Tuesday, May 31, 2005

It's all space

A light year is a measure of distance, not of time. It is the distance light travels in a year. But can you name a so-called measure of time that is not really a measure of distance? A year in ordinary time is the distance that it takes for the earth to make one revolution around the sun. Months, minutes, and seconds are divisions of this unit. They are merely increments of that unit of distance. We talk as though we know what time is. In truth, we are fish swimming in a sea that we cannot perceive. So we use these terms of time measurement which do not actually measure anything but space.

For to say that we have gone such and such a distance in so long a time is to say nothing more than that we have gone such and such a distance relative to another distance. If we are measuring time purely in terms of distance, we have no measurement of anything except space.

Ordinary units of space are not particularly meaningful in themselves, of course. A foot, a mile, and so on—these units are based on rough approximations which we have in latter days codified in arbitrary fashion. Spatial units of measurement are entirely relative, referring back and forth among themselves with no absolute meaning. You could argue perhaps that the Planck length describes something real and not arbitrary, but this is such a tiny unit (1.61 x 10-35 m) that it rarely figures in our calculations of, say, how far it is from our house to Bangor, Maine. (Those who live in Bangor, Maine, may, for the purposes of this example, substitute Ottumwa, Iowa).

My conclusion is that it's all space—what we ordinarily refer to as time, that is, in a misplaced metaphor.
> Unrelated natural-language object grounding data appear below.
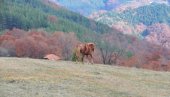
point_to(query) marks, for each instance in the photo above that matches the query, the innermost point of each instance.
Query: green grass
(24, 77)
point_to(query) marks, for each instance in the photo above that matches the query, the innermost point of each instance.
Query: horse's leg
(82, 58)
(91, 60)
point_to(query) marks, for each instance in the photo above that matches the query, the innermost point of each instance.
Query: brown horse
(83, 50)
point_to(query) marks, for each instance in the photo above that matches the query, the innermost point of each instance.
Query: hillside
(44, 14)
(23, 77)
(87, 7)
(136, 21)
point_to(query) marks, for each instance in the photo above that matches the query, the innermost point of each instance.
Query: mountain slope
(31, 77)
(133, 20)
(87, 7)
(26, 14)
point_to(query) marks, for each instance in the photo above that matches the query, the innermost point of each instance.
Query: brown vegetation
(111, 48)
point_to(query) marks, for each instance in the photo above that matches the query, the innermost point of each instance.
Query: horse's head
(91, 46)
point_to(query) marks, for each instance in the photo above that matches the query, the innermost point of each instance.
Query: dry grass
(24, 77)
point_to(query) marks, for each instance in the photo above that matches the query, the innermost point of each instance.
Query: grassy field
(24, 77)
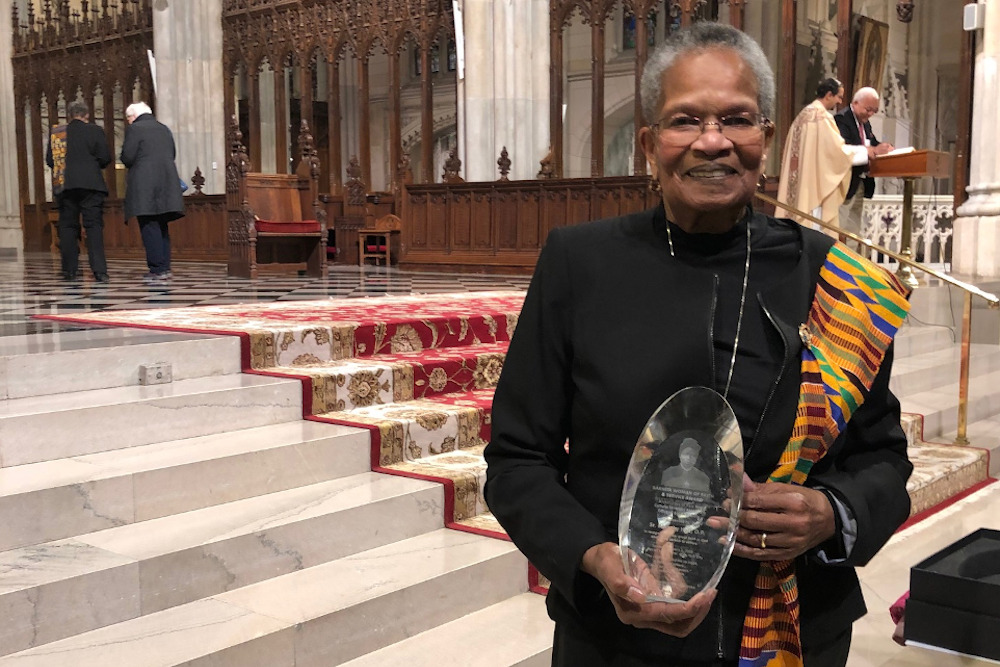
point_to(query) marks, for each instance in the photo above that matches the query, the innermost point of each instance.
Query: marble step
(45, 428)
(51, 500)
(316, 617)
(924, 371)
(939, 406)
(515, 632)
(107, 357)
(983, 433)
(914, 338)
(122, 573)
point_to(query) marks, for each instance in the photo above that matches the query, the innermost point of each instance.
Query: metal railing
(970, 291)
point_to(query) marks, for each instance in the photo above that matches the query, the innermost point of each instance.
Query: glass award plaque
(682, 496)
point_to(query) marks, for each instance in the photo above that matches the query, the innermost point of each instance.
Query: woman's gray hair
(698, 38)
(137, 109)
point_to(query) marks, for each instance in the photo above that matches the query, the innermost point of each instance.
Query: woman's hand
(782, 521)
(604, 563)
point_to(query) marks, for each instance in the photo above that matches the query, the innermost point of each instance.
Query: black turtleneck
(774, 252)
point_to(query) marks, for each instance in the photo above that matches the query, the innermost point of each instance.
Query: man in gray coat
(153, 189)
(77, 153)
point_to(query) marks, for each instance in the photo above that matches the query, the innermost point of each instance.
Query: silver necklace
(743, 299)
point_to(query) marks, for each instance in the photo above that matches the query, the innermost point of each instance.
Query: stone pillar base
(11, 237)
(976, 246)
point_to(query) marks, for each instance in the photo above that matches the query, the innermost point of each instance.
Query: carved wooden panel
(482, 221)
(502, 226)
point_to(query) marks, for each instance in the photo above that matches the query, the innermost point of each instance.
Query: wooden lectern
(910, 166)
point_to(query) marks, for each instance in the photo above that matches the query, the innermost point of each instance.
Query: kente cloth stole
(57, 144)
(855, 313)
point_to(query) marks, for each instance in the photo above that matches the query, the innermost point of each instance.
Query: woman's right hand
(604, 563)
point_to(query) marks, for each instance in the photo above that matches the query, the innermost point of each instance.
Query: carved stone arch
(562, 11)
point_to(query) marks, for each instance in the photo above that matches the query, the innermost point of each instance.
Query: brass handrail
(970, 291)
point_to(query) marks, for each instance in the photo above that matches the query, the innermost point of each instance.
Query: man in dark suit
(77, 153)
(853, 123)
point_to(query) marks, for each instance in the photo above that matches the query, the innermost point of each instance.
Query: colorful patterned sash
(57, 144)
(856, 311)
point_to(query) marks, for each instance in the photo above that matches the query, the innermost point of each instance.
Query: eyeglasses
(682, 130)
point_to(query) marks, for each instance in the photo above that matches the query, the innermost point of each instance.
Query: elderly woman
(703, 291)
(153, 191)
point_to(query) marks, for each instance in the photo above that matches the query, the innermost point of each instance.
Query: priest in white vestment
(816, 165)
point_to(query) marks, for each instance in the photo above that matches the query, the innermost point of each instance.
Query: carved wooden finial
(236, 146)
(353, 168)
(305, 139)
(354, 188)
(198, 181)
(547, 170)
(404, 172)
(904, 10)
(504, 164)
(452, 166)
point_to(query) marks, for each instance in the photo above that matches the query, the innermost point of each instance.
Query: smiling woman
(703, 291)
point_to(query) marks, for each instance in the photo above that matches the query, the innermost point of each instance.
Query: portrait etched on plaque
(681, 496)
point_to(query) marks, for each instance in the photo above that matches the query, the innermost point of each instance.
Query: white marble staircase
(205, 523)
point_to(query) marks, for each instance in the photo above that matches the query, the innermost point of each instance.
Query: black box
(955, 597)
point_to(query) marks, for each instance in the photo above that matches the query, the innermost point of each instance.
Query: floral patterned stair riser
(418, 372)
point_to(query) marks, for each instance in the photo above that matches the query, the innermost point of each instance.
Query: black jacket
(86, 154)
(152, 185)
(847, 123)
(612, 325)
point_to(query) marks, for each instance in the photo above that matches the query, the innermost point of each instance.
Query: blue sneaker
(155, 278)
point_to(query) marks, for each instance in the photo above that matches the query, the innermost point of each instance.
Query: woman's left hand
(782, 521)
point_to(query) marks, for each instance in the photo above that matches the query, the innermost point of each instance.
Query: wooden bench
(274, 219)
(380, 241)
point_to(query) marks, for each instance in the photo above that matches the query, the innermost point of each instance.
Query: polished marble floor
(32, 286)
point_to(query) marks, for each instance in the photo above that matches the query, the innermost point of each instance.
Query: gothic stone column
(506, 88)
(976, 250)
(187, 43)
(11, 238)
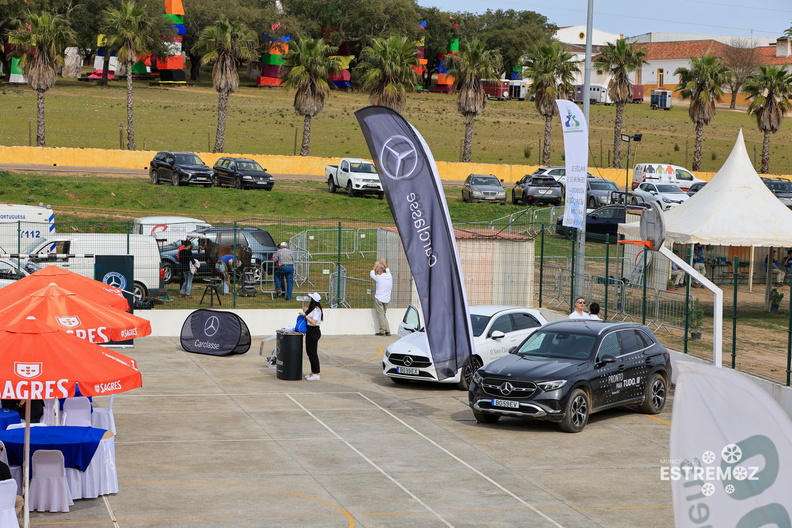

And space is nothing more than than the imagination that we can stand still long enough in this cosmos to fix a distance between two objects. (As if the concept of object had some meaning itself.)

To know real time and real space, we had better abandon all notions of time and space whatsoever.

Monday, May 30, 2005

Knowing unknowing

Isn't that nostrum irritating about how the wise person is the one who knows how much he doesn't know? I mean, if he really knows he doesn't know, then he knows. Quit disavowing you know anything. It's false modesty. You do know something. You know what you know, and what you don't know, you don't know. You don't know that you don't know. Otherwise, you know.

Now maybe you define some of your knowledge in terms of what you don't know. That's still knowledge! You see all the stars and planets but you don't know their names, perhaps. So you say, there's a galaxy out there but I am only vaguely aware of its vast complexities. That is my infinitesimal piece of knowledge and that will satisfy. Not! Who are you kidding? In my book, you aren't satisfied with half a glass. Only the whole draught will quench the thirst. And when you quaff it to the lees, you know that you have drunk. You know that you are experienced, as Jimi Hendrix says.

He who is wise, knows what he knows and doesn't know what he doesn't know. That is the truth.